Garda whose daughter made abuse claim faced disciplinary action
Charleton Tribunal told Sgt McCabe became aware of ‘serious misbehaviour’ by colleague
The Garda whose daughter made an allegation of child sex abuse against Sgt Maurice McCabe was the subject of a Garda disciplinary procedure that arose as a result of the actions of Sgt McCabe, the Charleton Tribunal has heard.
Sgt McCabe was the sergeant in charge of Bailieboro Garda station when he became aware in 2006 of “serious misbehaviour” on the part of a colleague, the father of the girl who is being called Ms D.
A serious disciplinary procedure was initiated and it led to Ms D’s father losing his position and reverting to other duties.
It was only after Sgt McCabe initiated the steps that led to the disciplinary procedure that Ms D, in the company of her parents, made an allegation in 2006 of sexual abuse against Sgt McCabe.
While the 2006 allegation was a relatively mild one, a series of bizarre mistakes by a number of parties led to it becoming a false allegation in 2013, of digital vaginal and anal penetration.
The tribunal is investigating a number of matters including an alleged smear campaign against Sgt McCabe by senior Garda management, including a false allegation of child sexual abuse.
It is hearing evidence from Gerard Lowry, the area manager with the child and family agency, Tusla, which in 2015 wrote a letter to Sgt McCabe requesting a meeting to discuss the allegation of digital rape, even though the agency had been informed, in 2014, that the allegation was entirely erroneous.

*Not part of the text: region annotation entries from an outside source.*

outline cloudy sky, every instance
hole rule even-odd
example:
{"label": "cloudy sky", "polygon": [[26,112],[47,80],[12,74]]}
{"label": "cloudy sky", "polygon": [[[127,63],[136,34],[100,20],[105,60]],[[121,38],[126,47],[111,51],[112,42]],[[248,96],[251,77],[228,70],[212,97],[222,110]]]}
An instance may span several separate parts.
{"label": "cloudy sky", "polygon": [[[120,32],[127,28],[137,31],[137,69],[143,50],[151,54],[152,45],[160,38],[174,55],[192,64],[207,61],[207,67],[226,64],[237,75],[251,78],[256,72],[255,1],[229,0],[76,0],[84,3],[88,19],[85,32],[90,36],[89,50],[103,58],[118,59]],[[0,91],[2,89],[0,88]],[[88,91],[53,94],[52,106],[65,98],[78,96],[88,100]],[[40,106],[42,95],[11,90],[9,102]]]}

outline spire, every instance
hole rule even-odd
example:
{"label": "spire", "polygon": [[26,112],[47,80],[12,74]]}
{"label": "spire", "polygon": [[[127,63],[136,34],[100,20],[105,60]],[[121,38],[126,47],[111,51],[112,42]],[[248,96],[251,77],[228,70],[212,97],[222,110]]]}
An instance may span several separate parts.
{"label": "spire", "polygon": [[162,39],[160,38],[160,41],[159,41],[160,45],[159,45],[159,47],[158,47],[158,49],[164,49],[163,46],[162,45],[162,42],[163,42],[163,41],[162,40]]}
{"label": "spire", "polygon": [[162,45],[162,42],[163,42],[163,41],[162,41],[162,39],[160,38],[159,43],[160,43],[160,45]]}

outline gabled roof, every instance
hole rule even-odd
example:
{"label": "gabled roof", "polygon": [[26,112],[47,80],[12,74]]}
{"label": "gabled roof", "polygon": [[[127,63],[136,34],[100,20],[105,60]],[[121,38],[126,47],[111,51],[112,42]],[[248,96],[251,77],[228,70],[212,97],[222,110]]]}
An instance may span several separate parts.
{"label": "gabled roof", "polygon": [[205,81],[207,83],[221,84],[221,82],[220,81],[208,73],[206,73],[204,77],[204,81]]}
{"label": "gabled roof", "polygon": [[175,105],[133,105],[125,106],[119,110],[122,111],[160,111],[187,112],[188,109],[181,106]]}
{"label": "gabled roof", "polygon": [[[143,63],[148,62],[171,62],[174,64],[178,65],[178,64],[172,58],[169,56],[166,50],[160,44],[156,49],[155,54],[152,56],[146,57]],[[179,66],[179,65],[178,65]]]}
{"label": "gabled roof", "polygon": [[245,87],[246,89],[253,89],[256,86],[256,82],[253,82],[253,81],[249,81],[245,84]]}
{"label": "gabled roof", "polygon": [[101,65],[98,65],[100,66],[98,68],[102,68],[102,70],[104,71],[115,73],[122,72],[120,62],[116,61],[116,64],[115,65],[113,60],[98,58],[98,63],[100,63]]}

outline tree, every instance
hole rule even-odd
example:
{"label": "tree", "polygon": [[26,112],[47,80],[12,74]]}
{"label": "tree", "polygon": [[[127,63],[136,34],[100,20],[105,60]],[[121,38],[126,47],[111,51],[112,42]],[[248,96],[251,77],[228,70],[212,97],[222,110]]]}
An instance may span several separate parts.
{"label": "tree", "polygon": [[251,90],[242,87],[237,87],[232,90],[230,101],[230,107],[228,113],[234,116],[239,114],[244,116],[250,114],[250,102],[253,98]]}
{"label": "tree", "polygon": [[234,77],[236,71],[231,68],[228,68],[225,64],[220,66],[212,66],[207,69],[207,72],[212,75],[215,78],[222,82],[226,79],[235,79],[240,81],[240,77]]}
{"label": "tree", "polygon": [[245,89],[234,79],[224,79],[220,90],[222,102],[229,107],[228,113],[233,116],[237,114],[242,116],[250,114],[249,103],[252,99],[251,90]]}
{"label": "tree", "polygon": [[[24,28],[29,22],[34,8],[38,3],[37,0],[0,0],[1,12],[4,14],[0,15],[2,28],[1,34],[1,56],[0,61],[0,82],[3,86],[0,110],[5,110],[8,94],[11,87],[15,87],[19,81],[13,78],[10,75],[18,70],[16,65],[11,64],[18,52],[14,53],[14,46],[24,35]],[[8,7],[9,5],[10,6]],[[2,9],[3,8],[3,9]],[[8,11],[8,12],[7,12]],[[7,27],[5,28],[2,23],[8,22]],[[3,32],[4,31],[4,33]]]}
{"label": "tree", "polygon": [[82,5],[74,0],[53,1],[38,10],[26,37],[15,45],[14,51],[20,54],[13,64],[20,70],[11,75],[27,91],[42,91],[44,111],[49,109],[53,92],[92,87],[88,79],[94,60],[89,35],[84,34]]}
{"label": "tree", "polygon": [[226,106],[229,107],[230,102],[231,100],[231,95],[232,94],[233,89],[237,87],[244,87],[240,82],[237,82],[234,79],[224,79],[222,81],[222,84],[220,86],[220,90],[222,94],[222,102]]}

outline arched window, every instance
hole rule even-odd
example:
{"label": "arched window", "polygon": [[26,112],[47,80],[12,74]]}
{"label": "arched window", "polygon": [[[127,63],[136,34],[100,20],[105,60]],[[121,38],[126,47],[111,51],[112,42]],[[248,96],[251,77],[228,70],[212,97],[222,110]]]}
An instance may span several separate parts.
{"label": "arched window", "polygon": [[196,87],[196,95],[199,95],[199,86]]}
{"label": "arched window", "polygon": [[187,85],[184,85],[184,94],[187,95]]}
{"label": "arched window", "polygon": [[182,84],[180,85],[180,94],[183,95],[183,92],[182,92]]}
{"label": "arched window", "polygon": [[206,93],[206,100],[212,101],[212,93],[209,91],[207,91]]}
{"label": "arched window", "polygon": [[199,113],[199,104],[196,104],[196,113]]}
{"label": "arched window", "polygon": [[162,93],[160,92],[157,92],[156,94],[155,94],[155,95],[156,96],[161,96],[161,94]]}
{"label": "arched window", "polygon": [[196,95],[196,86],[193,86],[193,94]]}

The original allegation was that in 1998 Ms D, then 6-years-old, while playing hide and seek in Sgt McCabe’s house with his children, was party to what the tribunal has described as “horseplay” with Sgt McCabe which she later, in 2006, said involved inappropriate sexual motions, or “dry humping”.
When a letter outlining the false rape allegation was sent by Tusla to Sgt McCabe in 2015, his solicitor, Sean Costello, responded saying the original allegation was totally untrue and the allegation now being made was “new and entirely false”.
He said when the original allegation was made, Sgt McCabe had insisted on the girl being interviewed by an independent social worker without her parents being present, and she also be interviewed by the Garda.
Sgt McCabe had also insisted on knowing the exact allegation being made, and had denied the allegation when told the details.
Mr Costello also said that the Director of Public Prosecutions, when the file was reviewed, decided not to bring charges, that no criminal offence had been described, and queried how the girl’s parents could have concluded that a sexual assault had occurred given the events described.
The tribunal has heard that before the letter was sent to Sgt McCabe, Mr Lowry was sent an email containing a draft copy of the letter.
However, he never opened the draft letter, which was an attachment to the email. Mr Lowry knew that the digital rape allegation was false, and knew Sgt McCabe was a figure of national prominence who was engaged in a dispute with senior Garda management.
Asked by Patrick Marrinan SC, for the tribunal, about the reaction of social worker team leader Kay McLoughlin, when she received Mr Costello’s reply to her letter to Sgt McCabe, Mr Lowry said she was “very anxious and concerned that she had made such a significant error.”
The chairman, Mr Justice Peter Charleton, then interrupted to ask if the witness wanted to stick with his comment that “she had made a significant error”.
Mr Lowry said he did. When asked about his reaction to discovering that another huge mistake had been made in relation to the McCabe file, Mr Lowry said in his business there are many difficult situations to be dealt with. “This was another one of them.” The tribunal continues.